Aber zurück zu Leonors Debüts als Kronprinzessin: Erstmals hörte Spanien ihre Stimme im Oktober 2018 öffentlich, als sie nämlich an ihrem 13. Geburtstag einige Sätze aus der spanischen Verfassung vorlas. Schon damals wirkte sie ruhig und konzentriert, wenn auch - vor allem äußerlich - kindlicher als heute.

Ihre Ansprache anlässlich der Verleihung der renommierten Prinzessin-von-Asturien-Preise in Oviedo wurde Mitte Oktober mit noch größerer Spannung erwartet und live im staatlichen Fernsehen übertragen - denn wenn eine Kronprinzessin ins Rampenlicht tritt, macht das auch im in einigen Landesteilen arg monarchieverdrossenen Spanien noch Schlagzeilen. Die Charme-Offensive der Royals gelingt - es gab viel Lob für den glänzenden Auftritt der Juniorchefin, die sich voller Tatendrang und Reife präsentierte.

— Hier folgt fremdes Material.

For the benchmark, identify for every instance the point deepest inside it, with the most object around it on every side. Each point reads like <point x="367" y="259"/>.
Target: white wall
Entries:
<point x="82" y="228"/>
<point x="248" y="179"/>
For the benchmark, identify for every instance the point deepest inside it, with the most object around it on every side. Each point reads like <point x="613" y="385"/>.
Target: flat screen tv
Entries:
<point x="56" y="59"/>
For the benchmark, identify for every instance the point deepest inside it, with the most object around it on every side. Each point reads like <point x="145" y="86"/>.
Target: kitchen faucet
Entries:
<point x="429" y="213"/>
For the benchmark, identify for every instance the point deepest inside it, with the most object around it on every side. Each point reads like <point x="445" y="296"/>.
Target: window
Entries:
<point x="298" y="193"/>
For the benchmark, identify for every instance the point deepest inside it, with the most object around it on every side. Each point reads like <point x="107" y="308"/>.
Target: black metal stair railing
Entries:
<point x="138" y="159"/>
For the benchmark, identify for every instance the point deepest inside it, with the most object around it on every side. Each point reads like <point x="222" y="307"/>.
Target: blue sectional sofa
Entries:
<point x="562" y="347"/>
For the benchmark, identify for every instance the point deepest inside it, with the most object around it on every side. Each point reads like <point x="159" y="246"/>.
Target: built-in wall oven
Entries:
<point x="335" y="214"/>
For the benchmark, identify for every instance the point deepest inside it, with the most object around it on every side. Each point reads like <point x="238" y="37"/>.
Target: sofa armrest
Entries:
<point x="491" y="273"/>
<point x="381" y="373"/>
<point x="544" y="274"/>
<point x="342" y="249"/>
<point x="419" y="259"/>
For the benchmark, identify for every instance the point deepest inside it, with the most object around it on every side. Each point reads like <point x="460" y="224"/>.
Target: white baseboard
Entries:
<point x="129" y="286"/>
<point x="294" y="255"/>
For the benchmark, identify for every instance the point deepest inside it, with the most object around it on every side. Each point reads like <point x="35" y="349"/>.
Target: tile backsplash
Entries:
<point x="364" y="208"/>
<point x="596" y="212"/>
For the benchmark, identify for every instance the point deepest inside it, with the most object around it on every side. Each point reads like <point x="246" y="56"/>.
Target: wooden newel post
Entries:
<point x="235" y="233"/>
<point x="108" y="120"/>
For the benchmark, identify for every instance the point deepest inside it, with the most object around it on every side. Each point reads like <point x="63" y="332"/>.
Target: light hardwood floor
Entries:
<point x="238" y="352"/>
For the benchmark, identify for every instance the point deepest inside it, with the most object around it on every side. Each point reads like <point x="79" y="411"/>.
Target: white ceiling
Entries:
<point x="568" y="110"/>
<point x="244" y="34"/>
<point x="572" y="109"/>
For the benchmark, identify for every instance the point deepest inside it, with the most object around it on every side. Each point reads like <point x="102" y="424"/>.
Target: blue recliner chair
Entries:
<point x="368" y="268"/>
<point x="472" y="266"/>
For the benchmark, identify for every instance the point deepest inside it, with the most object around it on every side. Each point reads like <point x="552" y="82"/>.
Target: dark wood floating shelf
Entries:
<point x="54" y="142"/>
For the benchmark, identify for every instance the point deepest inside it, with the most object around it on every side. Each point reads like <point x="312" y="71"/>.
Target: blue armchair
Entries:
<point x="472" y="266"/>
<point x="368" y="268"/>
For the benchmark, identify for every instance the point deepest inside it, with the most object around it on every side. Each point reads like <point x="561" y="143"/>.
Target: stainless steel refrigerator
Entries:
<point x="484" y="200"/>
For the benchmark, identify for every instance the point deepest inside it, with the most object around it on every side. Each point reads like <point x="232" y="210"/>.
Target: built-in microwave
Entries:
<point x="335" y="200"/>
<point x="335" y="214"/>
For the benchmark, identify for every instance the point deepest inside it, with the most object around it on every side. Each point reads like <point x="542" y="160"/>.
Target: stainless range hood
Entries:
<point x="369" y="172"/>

"Mit sicherer und klarer Stimme hat sie die Rede mit Pausen und Intonationen versehen", lobte die Zeitung "La Vanguardia". Einige Sätze sagte sie sogar in perfektem Englisch: ein Resultat der Sommerferien, die Leonor und Sofia nun bereits zweimal mit Kindern aus aller Herren Länder in einem Camp in den USA verbringen durften. Die Royals lächelten stolz und beglückwünschten ihre Tochter anschließend.

Felipe (51) und Letizia (47) führen mit ihren Töchtern ein relativ normales Dasein, unauffällig und skandalfrei. Dennoch: Unter der Heile-Welt-Oberfläche, die das junge und moderne Haus Bourbón repräsentiert, brodelt es. Im Mittelpunkt steht die katalanische Unabhängigkeitsbewegung, die vehement für eine Abspaltung der Region von Spanien eintritt und dem Königshaus skeptisch, ja geradezu feindselig gegenübersteht.

Krasser hätte die Diskrepanz nicht sein können: Während das Fernsehen Leonors Rede aus dem eleganten Teatro Campoamor in Oviedo übertrug und die Monarchie ihr schönstes Gesicht aufsetzte, waren gleichzeitig in einer Ecke der TV-Schirme Aufnahmen von Hunderttausenden Unabhängigkeitsbefürwortern und Straßenschlachten in Barcelona zu sehen.

Schon bald muss sich auch Leonor dieser Realität stellen: Am 4. und 5. November reist sie anlässlich des Prinzessin-von-Girona-Preises zu ihrem Antrittsbesuch nach Barcelona. Dort wird ihre Familie vermutlich weniger begeistert empfangen als in Asturien. Da kommt der Rat, den der Vater seiner Kronprinzessin in Oviedo mit auf den Weg gab, gerade recht: "Die Verpflichtung, Spanien und allen Spaniern zu dienen, muss dein größter Stolz und deine größte Ehre sein." Mut und Tapferkeit seien gefragt - und die wird Leonor auch brauchen.